June Meetup

RSVP

Location

QualityMinds GmbH, Chiemgaustraße 116, 81549 München

Diego Miguel Lozano: I’m Feeling Lucky: The Past, Present and Future of Search

KNOWRON is a Munich-based startup that develops an AI-powered personal assistant to help deskless workers spend less time searching and more time finding. In this talk, we will cover the history of search with special emphasis on our own learnings in the last few years, in which new techniques such as Dense Passage Retrieval or Hybrid Search have greatly advanced the field of Information Retrieval.

Haris Jabbar: MorphPiece: A Linguistic Tokenizer for Large Language Models [Paper]

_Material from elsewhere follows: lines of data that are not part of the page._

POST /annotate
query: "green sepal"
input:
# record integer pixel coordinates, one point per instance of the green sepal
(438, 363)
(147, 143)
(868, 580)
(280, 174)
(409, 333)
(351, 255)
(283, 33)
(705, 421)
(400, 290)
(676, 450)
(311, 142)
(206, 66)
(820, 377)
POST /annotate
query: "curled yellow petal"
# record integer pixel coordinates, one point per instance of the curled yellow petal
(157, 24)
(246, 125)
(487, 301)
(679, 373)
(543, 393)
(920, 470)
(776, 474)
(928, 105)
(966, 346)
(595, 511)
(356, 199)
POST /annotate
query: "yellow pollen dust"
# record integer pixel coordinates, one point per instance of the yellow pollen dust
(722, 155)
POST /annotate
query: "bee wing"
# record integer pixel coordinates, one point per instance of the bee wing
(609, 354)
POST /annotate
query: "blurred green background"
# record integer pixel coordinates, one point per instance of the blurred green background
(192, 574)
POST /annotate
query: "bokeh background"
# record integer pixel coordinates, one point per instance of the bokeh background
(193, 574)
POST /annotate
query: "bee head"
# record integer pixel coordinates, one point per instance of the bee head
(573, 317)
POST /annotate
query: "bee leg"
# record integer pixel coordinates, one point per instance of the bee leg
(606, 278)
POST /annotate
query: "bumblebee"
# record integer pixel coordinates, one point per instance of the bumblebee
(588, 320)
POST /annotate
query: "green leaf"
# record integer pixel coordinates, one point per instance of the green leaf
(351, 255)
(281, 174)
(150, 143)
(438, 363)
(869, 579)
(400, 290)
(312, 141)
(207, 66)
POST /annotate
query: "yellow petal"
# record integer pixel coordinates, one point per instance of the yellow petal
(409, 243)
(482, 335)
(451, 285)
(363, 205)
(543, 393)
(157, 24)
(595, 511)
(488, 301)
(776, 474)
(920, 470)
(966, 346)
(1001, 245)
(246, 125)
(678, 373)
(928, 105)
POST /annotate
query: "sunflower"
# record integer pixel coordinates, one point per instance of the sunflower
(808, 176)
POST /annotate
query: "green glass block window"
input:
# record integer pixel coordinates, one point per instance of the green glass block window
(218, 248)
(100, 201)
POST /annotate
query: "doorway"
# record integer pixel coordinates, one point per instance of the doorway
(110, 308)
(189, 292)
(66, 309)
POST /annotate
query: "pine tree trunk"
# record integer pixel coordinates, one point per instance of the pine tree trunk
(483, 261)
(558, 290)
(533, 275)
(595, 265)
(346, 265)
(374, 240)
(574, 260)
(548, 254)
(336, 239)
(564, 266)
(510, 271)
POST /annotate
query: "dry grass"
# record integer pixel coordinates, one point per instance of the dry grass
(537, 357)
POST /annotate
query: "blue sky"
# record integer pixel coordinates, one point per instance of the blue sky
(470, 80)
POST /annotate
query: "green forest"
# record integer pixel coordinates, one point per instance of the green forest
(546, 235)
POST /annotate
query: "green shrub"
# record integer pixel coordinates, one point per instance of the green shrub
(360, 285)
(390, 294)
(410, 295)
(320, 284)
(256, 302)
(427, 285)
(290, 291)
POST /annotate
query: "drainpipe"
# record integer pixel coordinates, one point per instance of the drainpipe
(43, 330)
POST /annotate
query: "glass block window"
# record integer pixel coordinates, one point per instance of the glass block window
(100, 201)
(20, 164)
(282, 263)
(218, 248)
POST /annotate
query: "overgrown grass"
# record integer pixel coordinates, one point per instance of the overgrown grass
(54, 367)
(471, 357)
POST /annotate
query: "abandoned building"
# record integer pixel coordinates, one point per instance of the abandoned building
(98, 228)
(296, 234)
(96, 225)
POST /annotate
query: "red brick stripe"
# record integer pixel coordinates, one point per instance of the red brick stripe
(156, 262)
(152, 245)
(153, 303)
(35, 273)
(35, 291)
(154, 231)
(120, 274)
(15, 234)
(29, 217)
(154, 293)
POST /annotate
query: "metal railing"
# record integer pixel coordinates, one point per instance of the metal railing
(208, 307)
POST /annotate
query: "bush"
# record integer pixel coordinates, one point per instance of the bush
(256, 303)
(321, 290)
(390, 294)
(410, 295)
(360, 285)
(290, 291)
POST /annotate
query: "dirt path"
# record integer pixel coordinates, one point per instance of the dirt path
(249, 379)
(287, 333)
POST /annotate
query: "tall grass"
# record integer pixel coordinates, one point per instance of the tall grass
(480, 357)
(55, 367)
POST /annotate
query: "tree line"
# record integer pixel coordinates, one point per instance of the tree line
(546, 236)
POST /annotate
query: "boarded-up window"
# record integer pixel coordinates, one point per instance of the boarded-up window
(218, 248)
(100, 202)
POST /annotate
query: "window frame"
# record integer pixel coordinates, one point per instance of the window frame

Tokenization is a critical part of modern NLP pipelines. However, contemporary tokenizers for Large Language Models are based on statistical analysis of text corpora, without much consideration to the linguistic features. This work proposes a linguistically motivated tokenization scheme, MorphPiece, which is based partly on morphological segmentation of the underlying text. A GPT-style causal language model trained on this tokenizer (called MorphGPT) shows comparable or superior performance on a variety of supervised and unsupervised NLP tasks, compared to the OpenAI GPT-2 model. Specifically the model is evaluated on language modeling tasks, zero-shot performance on GLUE Benchmark with various prompt templates, massive text embedding benchmark (MTEB) for supervised and unsupervised performance, and lastly with another morphological tokenization scheme (FLOTA, Hoffmann et al., 2022). We find that the model trained on MorphPiece outperforms GPT-2 on most evaluations, at times with considerable margin, despite being trained for about half the training iterations.

Agenda

  • 18:00 Doors open
  • 18:30 - 18:45 Organizers & Host Welcome and Introduction
  • 18:45 - 19:30 Diego Miguel Lozano: I’m Feeling Lucky: The Past, Present and Future of Search
  • 19:45 - 20:30 Haris Jabbar: MorphPiece: A Linguistic Tokenizer for Large Language Models
  • 20:30 - 22.00 Get Together With Food & Drinks

Speakers

Haris Jabbar ><

Haris Jabbar holds Masters degrees in Computer Engineering (from Pakistan) and Computational Science and Engineering (from TU Munich). Currently he is pursuing PhD from LMU with a focus on inducing linguistic bias in foundation language models. This presentation is about his work on including linguistic artifacts at tokenization level.

Diego Miguel Lozano ><

Diego Miguel Lozano – has been a NLP Engineer at KNOWRON since the early days. He is also about to complete his MSc. Informatics at TUM, with focus on NLP.